Joseph’s Coat

Joseph, if he’s famous for anything, is known for his “robe of many colors” (Genesis 37:3), probably because it provides a nice coloring exercise in Sunday School. But there does seem to be some significance to Joseph’s robe beyond it’s immediate place in Genesis 37. The author of Genesis uses Joseph’s garments as a sort of motif, a way of telling us where Joseph’s fortunes are at this point in the story.

Clothes often represent authority and status in the Old Testament. Robes are kingly. If you wear a long-sleeved coat (the term translated “many colored” may be better rendered “long-sleeved”) in the ancient world, you aren’t going out to the fields. That’s the significance of Joseph’s coat, and it helps to explain his brothers’ hatred of him.

When Joseph’s brothers take him captive and throw him into a pit, they strip off his coat first. This is more than just the first step of a dastardly scheme to convince Jacob that his son is dead; it’s a symbolic act. “You had a dream that you would rule over us, did you? Well, how do you like your pit, your highness?”

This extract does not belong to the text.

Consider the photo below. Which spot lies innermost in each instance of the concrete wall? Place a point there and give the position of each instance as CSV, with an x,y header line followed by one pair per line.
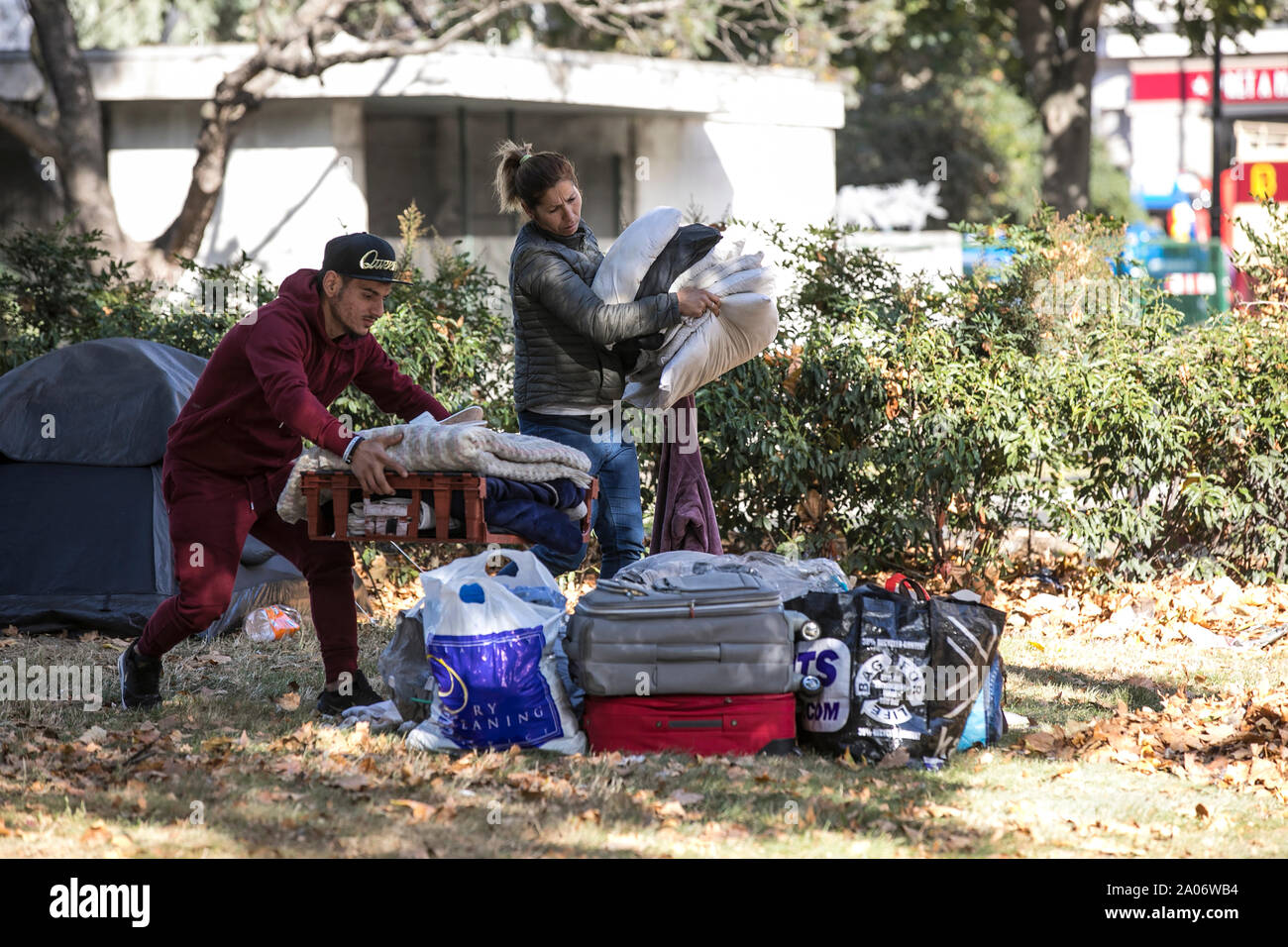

As I mentioned in a previous post, this isn’t the last time Joseph gets the coat ripped off his back. In Genesis 39 we see Joseph stripped of his garment in the process of fleeing from Potiphar’s wife. The two accounts have a number of other similarities: both times Joseph begins in a position of behavior with the man in authority; both times his clothes are taken from him; both times the man in authority is deceived by the clothes taken; both times Joseph ends up in an unfavorable position where he again finds favor.

With all of it’s similarities to Genesis 37, Genesis 39 serves as an “Oh no, not again!” moment. It’s sinking further down. Joseph has been faithful in Potiphar’s house, and so he regains a measure of status and authority, only to have it stripped from him again. Down, down, down.

And then Joseph interpret’s Pharaoh’s dream, and Pharaoh promotes him, by giving him a ring, a gold chain, and clothing him in fine linen. Joseph becomes second in the land, and God fulfills the dreams he gave to Joseph all those years ago.

There’s an important lesson here. God’s people suffer loss, betrayal, and indignity now. Sometimes it goes from bad to worse. Sometimes the trials we experience stretch on, seemingly beyond endurance. God knows this. He has not forgotten his promises to his people. And he does not intend to afflict forever.

     Let us rejoice and exult 
          and give him the glory, 
     for the marriage of the Lamb has come, 
          and his Bride has made herself ready; 
     it was granted her to clothe herself 
          with fine linen, bright and pure. (Revelation 19:7-8)

2 thoughts on “Joseph’s Coat

  1. The old guy

    Not only was he the baby of the family but dad favored him by giving a sports coat in stead of a carhart barn coat.